= Joseph Monroe Segars =

American diplomat

Joseph Monroe Segars (November 6, 1938 Hartsville, South Carolina – July 20, 2014 Lakewood Ranch, Florida) was an American Career Foreign Service Officer who served as Ambassador Extraordinary and Plenipotentiary to Cape Verde from 1992 until 1996. He also served overseas in Austria, South Africa, Jamaica, Nigeria, Tanzania, and Cape Verde.

When Segars’ parents moved to Philadelphia in search of better jobs, he was raised by his maternal aunt and uncle Walter and Francis Hines. After graduating from Butler High School in 1956, he joined his family in Philadelphia to work before starting College. Segars graduated in 1961 from Cheyney University of Pennsylvania with a Bachelor’s of Science degree in Education.
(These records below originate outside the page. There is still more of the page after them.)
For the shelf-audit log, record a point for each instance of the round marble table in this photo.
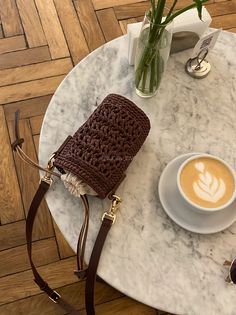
(147, 256)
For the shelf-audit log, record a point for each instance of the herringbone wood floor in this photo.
(40, 42)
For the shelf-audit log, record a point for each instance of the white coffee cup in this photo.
(208, 187)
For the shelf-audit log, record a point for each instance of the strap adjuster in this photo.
(55, 297)
(81, 274)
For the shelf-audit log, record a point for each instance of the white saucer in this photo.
(179, 212)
After graduating, he taught sixth grade in Gary, Indiana’s public school system until 1967. At that time, he returned to Philadelphia and began teaching sixth grade in their public school system. Segars joined the U.S. Foreign Service in 1970 and became the first African American to be assigned to the U.S. Embassy in Vienna, Austria. Segars remained in this position until 1973.
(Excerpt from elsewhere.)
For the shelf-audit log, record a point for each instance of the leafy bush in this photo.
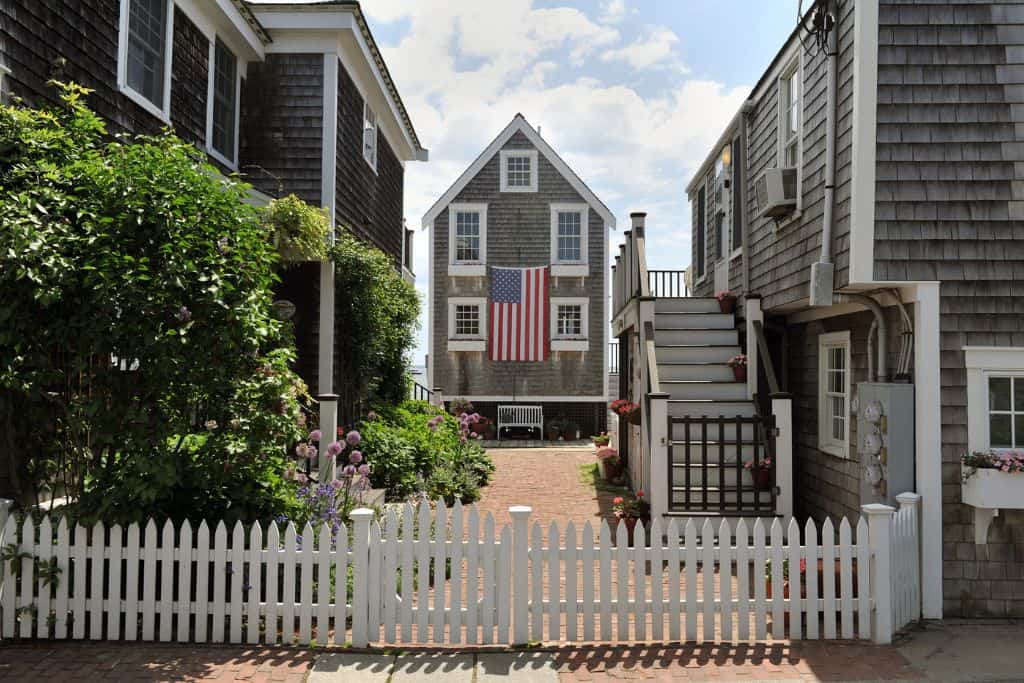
(141, 371)
(418, 447)
(381, 314)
He served as Consul General several times. In 1976, he began in that capacity in Johannesburg, South Africa. One of the first African Americans to be assigned to South Africa, his arrival in Johannesburg coincided with the Soweto Uprising which was a student protest against the Afrikaans Medium Decree of 1974. He was Consul General in Kingston, Jamaica from 1978 to 1980 and in 1983, Segars was appointed Consul General, this time in Lagos, Nigeria where he served until 1986.